Fibroids may present with heavy periods, occasionally pressure or a feeling of fullness in your abdomen. Sometimes they can interfere with bowel movements leading to constipation. Sometimes they can make you pass urine frequently. They occasionally cause pain and can cause difficulties with achieving a pregnancy.
Treating fibroids depends on whether they are causing you symptoms or not. Fibroids can be diagnosed on physical examination. Your doctor may feel that the uterus (womb) is enlarged. An ultrasound may be performed to confirm that the lump is indeed a fibroid.

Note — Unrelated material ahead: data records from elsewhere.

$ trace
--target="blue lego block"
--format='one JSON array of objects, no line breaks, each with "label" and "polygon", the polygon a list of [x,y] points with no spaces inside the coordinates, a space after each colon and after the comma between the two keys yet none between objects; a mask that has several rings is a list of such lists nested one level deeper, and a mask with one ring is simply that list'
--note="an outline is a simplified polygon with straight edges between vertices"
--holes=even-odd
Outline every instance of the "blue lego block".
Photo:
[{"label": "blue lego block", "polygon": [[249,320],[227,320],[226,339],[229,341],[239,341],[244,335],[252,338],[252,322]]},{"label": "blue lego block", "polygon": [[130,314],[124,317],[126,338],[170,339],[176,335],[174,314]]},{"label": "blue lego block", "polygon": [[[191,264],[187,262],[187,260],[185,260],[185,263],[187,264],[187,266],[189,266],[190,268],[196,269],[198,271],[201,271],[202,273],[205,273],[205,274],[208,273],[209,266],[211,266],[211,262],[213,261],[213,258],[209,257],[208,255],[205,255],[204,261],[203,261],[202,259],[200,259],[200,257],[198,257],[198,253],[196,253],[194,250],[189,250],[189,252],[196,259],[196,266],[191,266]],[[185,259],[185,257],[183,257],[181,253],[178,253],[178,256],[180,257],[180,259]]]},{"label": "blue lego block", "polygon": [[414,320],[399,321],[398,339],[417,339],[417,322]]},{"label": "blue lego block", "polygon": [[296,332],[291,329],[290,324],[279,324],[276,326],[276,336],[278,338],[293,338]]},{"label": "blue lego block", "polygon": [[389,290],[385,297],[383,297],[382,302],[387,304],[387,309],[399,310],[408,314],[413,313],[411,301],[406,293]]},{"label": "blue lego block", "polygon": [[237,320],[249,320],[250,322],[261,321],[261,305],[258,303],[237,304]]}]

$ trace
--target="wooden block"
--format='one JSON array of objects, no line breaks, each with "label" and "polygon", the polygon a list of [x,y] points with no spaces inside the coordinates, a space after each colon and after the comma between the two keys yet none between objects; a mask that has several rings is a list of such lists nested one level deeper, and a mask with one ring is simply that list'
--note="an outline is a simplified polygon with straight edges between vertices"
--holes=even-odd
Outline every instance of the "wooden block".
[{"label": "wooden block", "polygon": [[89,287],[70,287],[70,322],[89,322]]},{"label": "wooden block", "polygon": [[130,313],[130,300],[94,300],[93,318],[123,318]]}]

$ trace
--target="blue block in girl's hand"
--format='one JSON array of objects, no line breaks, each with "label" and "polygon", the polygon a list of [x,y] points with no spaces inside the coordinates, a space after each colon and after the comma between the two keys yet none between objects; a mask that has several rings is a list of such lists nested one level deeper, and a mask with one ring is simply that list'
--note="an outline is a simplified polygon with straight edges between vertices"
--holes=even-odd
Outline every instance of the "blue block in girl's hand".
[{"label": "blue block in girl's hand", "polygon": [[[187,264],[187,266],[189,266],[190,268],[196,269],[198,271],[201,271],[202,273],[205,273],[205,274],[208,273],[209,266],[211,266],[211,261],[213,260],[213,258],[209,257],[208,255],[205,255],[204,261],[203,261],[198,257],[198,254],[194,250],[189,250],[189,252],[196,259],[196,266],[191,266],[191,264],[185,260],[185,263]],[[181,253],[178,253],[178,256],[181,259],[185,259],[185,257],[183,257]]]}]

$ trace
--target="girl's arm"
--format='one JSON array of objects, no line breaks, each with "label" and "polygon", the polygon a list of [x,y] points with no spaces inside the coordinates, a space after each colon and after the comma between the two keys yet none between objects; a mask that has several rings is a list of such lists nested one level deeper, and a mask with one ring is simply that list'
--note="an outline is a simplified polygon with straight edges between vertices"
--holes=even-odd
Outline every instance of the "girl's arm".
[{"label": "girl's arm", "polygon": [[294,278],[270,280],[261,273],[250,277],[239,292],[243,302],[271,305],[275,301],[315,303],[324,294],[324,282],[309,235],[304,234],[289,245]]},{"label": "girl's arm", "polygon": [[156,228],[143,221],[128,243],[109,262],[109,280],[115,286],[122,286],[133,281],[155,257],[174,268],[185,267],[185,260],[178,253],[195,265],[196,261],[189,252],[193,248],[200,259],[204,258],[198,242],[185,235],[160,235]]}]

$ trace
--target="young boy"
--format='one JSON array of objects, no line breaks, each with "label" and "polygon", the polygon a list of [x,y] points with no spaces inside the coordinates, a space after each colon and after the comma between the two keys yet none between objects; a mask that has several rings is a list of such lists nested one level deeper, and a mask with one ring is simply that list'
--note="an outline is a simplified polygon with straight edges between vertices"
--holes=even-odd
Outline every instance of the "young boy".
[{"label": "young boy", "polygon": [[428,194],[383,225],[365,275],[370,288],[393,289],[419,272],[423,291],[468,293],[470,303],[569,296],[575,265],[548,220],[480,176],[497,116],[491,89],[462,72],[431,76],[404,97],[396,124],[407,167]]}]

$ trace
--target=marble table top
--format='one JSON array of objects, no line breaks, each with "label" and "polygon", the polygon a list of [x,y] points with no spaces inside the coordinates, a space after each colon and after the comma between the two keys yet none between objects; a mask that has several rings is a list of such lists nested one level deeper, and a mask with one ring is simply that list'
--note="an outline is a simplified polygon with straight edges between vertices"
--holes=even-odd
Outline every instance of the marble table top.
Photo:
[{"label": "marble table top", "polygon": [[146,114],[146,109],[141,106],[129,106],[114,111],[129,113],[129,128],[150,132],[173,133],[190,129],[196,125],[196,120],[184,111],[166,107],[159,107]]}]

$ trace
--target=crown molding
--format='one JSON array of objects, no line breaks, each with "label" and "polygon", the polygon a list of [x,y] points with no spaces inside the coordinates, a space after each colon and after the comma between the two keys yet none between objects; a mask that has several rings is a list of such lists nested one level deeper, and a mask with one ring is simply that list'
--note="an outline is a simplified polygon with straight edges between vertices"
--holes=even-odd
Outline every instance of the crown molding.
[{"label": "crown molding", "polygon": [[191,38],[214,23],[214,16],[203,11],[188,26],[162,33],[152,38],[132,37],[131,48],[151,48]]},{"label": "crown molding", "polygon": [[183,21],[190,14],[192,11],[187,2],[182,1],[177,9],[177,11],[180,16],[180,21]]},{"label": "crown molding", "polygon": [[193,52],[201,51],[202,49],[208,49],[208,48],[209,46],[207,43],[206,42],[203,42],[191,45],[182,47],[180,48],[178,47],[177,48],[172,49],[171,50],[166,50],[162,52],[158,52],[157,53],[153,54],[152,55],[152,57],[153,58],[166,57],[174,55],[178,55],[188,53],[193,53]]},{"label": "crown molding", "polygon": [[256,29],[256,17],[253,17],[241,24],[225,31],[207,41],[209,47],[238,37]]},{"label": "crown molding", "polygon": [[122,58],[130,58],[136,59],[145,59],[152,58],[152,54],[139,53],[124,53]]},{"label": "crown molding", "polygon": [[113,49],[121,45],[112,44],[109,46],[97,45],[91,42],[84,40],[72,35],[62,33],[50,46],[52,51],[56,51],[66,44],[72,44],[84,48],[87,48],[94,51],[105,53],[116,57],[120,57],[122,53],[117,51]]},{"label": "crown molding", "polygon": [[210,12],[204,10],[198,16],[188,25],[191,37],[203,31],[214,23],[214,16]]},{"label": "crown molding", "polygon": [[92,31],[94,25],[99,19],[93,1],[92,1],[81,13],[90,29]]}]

There are a number of treatments and the treatment that is best for you depends on your age and the problems that the fibroids are producing. Some hormone treatments include the oral contraceptive or progesterone hormone medications. The Mirena intra-uterine device is a good way of controlling heavy bleeding. Some people find Implanon or Depo-Provera, both injectable forms of progesterone, to be helpful. On occasions Tranexamic acid is helpful to reduce the heavy bleeding and non-steroid anti-inflammatories such as Ibuprofen or Mefenamic acid may reduce cramps and lighten the periods. There is a group of drugs called GNRH analogues (Gonadotropen releasing hormone agonists). These can be used to shrink the size of fibroids and control heavy bleeding. They are reversible and work by shutting down the ovaries by controlling the pituitary and hypothalamus. We would use these for 3—6 months in an effort to make them smaller before surgery. One problem that they can produce is osteoporosis if used for more than 6 months. Sometimes oestrogen therapy can be given with GNRH analogues to stop osteoporosis.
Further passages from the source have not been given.